Similarly, deduplicated data is always rehydrated when it exits a cluster. For a data service such as SyncIQ, data is replicated in its entirety and shadow stores and shadow links are not preserved on the target. This means that the target cluster must have sufficient space to house the full size of the replicated data set. If the target cluster happens to also be F810 hardware and inline data reduction is enabled, compression and/or deduplication will be performed as the replication data is ingested by each target node.

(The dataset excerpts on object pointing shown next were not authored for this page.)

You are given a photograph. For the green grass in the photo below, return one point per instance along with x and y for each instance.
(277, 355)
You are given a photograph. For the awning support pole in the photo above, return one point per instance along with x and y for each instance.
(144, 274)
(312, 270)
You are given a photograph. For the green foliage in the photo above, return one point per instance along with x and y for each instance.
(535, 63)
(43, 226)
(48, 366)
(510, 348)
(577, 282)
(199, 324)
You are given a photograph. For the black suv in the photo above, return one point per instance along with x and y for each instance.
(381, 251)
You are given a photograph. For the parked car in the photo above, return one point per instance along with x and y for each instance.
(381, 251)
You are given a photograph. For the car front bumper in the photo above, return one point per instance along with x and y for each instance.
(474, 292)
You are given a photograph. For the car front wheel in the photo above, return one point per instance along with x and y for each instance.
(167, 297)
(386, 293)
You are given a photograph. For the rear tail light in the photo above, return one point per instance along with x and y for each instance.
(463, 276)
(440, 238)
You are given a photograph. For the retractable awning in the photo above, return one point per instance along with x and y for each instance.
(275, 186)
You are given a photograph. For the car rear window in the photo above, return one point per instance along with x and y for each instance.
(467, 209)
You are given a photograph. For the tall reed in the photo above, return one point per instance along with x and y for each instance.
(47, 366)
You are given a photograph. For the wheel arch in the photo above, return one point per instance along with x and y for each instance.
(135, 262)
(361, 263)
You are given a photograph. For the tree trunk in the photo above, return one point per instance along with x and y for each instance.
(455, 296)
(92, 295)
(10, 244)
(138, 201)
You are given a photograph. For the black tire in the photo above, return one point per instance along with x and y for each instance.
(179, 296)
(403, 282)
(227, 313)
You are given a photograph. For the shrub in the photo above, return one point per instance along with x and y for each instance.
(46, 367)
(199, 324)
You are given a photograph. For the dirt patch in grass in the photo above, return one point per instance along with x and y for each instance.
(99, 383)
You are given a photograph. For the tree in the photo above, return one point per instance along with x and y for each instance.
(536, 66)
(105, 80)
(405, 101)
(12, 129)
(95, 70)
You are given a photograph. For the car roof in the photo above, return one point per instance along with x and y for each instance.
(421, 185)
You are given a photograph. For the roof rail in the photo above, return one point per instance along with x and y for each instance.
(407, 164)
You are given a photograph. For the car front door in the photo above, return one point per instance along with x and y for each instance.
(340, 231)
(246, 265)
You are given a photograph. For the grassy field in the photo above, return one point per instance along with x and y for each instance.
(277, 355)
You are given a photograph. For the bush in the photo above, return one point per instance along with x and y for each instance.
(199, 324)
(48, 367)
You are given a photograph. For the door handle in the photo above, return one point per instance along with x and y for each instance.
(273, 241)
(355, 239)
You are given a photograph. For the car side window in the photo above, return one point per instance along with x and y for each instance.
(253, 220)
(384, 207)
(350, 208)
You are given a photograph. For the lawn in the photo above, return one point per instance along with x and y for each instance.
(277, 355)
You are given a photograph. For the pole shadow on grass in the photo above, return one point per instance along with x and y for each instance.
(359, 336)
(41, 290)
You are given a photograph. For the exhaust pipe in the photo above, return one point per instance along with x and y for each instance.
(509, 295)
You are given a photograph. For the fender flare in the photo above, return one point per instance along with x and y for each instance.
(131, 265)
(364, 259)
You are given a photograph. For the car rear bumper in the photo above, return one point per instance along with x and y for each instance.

A mixed F810 and A2000 cluster is configured for NDMP backup from the A2000 nodes. When a backup job runs, the A2000 nodes retrieve all the compressed chunks from the pertinent F810 nodes over the backend network (RBM). Since the A2000 has no FPGA offload card, the decompression of the chunks is performed in software. Once the chunks have been decompressed, each file is then reassembled and sent over Fibre Channel (2-way NDMP) or Ethernet (3-way NDMP) in uncompressed form to the backup device(s).
With NDMP, deduplicated data is rehydrated when it leaves the cluster, and shadow stores and shadow links are not preserved on the backup. The NDMP tape device or VTL will need to have sufficient space to house the full size of the data set.